2.4.13

defenestrar os demônios


a gente vê as pessoas por aí e nem imagina quantos demônios carregam consigo. quanta angústia cabe num ser humano? por que sempre respondemos que sim, está tudo bem? há um tratado social latente de que todos devemos ser felizes, radiantes, saltitantes. temos que parecer alegres, bem-sucedidos, acordados com padrões estéticos e sintéticos. pessoas em série e devidamente catalogadas, que é pra caber em alguma prateleira deste infinito lugar-comum.

não há espaço para a tristeza. ninguém quer saber de gente triste. eu, que respeito minhas tristezas e nasci uma manteiga derretida, nunca entendi direito este pudor com as lágrimas. chorar sempre me fez bem. alguns mililitros e pronto! recomeço tudo de novo, desoprimida, leve, satisfeita. e não tenho vergonha nenhuma. verto meus sentimentos em qualquer lugar, é só sentir vontade. assistindo a um filme ou mirando a lua cheia. conversando com o namorado, lendo um romance, abraçando a mãe...

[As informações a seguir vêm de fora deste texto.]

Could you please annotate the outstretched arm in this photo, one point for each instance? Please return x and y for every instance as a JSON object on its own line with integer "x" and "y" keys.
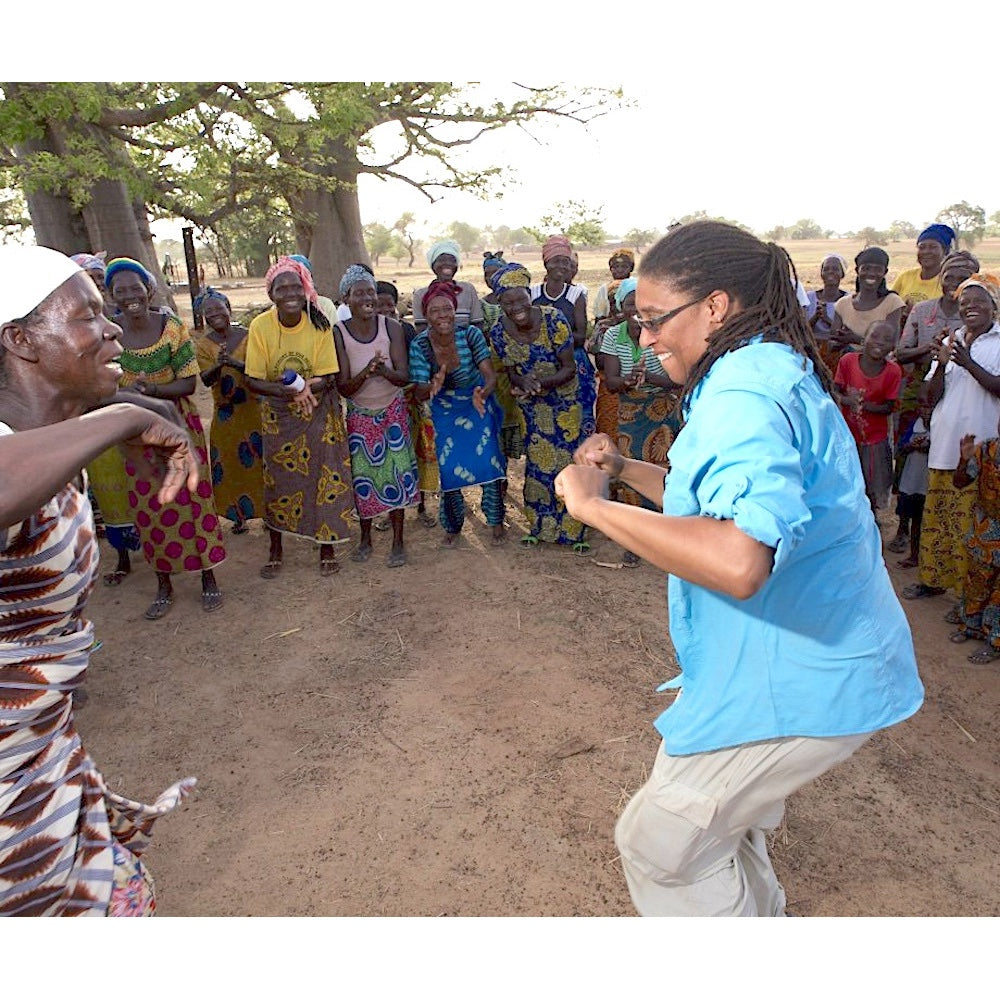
{"x": 36, "y": 464}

tem gente que acha muito estranho, mas pensa comigo: a vida é tão desproposita, por que eu não estaria em desordem? entre certezas e dúvidas, sempre fico com as segundas. claro que disponho de meia dúzia de convicções. são elas que me fazem levantar da cama todos os dias e seguir adiante. acredito na capacidade que temos de transformar o meio, de aprender e compartilhar conhecimentos e sensações. acredito no amor, na solidariedade.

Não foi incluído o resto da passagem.